While the majority of brown recluse spider bites do not result in any symptoms, cutaneous symptoms occur more frequently than systemic symptoms. In such instances, the bite forms a necrotizing ulcer as the result of soft tissue destruction and may take months to heal, leaving deep scars. These bites usually become painful and itchy within 2 to 8 hours. Pain and other local effects worsen 12 to 36 hours after the bite, and the necrosis develops over the next few days. Over time, the wound may grow to as large as 25 cm (10 inches). The damaged tissue becomes gangrenous and eventually sloughs away.

Bite treatment

 

First aid involves the application of an ice pack to control inflammation and prompt medical care. If it can be easily captured, the spider should be brought with the patient in a clear, tightly closed container so it may be identified.
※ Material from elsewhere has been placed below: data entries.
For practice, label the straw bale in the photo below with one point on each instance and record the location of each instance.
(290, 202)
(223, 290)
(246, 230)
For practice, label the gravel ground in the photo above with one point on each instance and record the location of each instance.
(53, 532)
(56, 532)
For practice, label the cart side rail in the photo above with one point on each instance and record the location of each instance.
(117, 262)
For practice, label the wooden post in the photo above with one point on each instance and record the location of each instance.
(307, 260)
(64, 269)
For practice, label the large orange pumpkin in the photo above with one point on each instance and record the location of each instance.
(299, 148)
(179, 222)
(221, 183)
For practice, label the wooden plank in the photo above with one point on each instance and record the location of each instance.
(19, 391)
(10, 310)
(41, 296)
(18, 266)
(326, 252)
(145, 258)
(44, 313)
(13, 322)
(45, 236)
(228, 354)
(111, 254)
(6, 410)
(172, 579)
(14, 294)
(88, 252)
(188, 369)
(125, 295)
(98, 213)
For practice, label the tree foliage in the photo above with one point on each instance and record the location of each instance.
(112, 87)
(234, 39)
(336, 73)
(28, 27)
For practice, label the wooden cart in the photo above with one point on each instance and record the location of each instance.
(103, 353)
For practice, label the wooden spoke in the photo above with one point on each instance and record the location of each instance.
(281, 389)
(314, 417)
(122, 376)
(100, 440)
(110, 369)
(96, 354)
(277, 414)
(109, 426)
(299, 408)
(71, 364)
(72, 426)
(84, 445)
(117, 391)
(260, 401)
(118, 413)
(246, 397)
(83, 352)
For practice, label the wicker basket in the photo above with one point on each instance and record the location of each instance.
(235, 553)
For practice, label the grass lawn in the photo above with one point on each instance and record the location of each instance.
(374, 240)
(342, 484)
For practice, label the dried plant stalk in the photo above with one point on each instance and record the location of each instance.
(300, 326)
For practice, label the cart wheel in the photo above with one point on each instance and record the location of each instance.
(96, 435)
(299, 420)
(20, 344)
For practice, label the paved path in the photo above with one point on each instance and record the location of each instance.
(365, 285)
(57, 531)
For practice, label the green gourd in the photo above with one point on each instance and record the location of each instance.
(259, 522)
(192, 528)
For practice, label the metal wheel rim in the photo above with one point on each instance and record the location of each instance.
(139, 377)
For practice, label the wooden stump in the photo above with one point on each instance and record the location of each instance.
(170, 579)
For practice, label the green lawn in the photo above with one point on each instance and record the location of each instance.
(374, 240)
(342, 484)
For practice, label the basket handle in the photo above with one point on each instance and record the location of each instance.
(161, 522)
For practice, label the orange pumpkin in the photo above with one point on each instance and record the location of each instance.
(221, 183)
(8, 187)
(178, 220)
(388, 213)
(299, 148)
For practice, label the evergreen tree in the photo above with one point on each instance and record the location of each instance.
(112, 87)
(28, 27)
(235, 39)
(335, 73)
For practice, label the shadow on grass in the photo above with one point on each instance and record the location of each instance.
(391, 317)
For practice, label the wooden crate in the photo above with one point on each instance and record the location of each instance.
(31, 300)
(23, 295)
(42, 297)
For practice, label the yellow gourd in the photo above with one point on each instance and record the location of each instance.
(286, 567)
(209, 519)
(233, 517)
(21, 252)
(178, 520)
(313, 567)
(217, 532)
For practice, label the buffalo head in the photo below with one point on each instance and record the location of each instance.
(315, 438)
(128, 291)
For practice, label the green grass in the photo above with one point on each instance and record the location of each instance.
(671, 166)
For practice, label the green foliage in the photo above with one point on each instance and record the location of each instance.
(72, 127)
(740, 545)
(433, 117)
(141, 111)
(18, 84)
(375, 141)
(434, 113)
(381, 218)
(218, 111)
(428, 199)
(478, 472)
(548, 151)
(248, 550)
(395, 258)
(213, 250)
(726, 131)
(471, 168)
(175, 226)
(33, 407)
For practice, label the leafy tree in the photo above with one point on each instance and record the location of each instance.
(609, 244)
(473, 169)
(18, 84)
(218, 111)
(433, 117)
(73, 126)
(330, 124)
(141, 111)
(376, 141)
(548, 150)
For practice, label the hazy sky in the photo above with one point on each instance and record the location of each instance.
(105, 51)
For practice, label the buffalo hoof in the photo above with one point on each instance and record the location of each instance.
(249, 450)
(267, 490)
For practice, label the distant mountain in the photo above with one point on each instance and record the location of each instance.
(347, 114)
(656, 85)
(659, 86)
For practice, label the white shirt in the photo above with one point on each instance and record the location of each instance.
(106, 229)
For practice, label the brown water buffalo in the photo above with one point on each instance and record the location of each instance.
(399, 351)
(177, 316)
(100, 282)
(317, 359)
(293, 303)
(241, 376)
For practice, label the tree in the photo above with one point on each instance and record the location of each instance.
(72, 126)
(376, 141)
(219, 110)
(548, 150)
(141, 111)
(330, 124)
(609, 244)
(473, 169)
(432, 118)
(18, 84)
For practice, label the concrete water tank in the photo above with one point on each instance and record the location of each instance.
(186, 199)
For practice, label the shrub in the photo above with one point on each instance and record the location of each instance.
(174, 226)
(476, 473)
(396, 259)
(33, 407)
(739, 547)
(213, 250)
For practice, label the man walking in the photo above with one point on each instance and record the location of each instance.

Routine treatment should include immobilization of the affected limb, application of ice, local wound care, and tetanus prophylaxis. Many other therapies have been used with varying degrees of success, including hyperbaric oxygen, dapsone, antihistamines (e.g., cyproheptadine), antibiotics, dextran, glucocorticoids, vasodilators, heparin, nitroglycerin, electric shock, curettage, surgical excision, and antivenom. None of these treatments have been subjected to randomized controlled trials to conclusively show benefit. In almost all cases, bites are self-limited and typically heal without any medical intervention.

Outpatient palliative care following discharge often consists of a weak or moderate strength opioid (e.g. codeine or tramadol, respectively) depending on pain scores, an anti-inflammatory agent (e.g. naproxen, cortisone), and an antispasmodic (e.g. cyclobenzaprine, diazepam), for a few days to a week. If the pain and/or spasms have not resolved by this time, a second medical evaluation is generally advised, and differential diagnoses may be considered. Occasionally, an antibiotic is prescribed as well.

Cases of brown recluse venom travelling along a limb through a vein or artery are rare, but the resulting tissue mortification can affect an area as large as several inches and in extreme cases require excising of the wound.

Spider population control

 

Due to increased fear of these spiders prompted by greater public awareness of their presence in recent years, extermination of domestic brown recluses is performed frequently in the lower midwestern United States. Brown recluse spiders possess a variety of adaptive abilities, including the ability to survive up to 10 months with no food or water. Additionally, these spiders survive significantly longer in a relatively cool, thermally stable environment.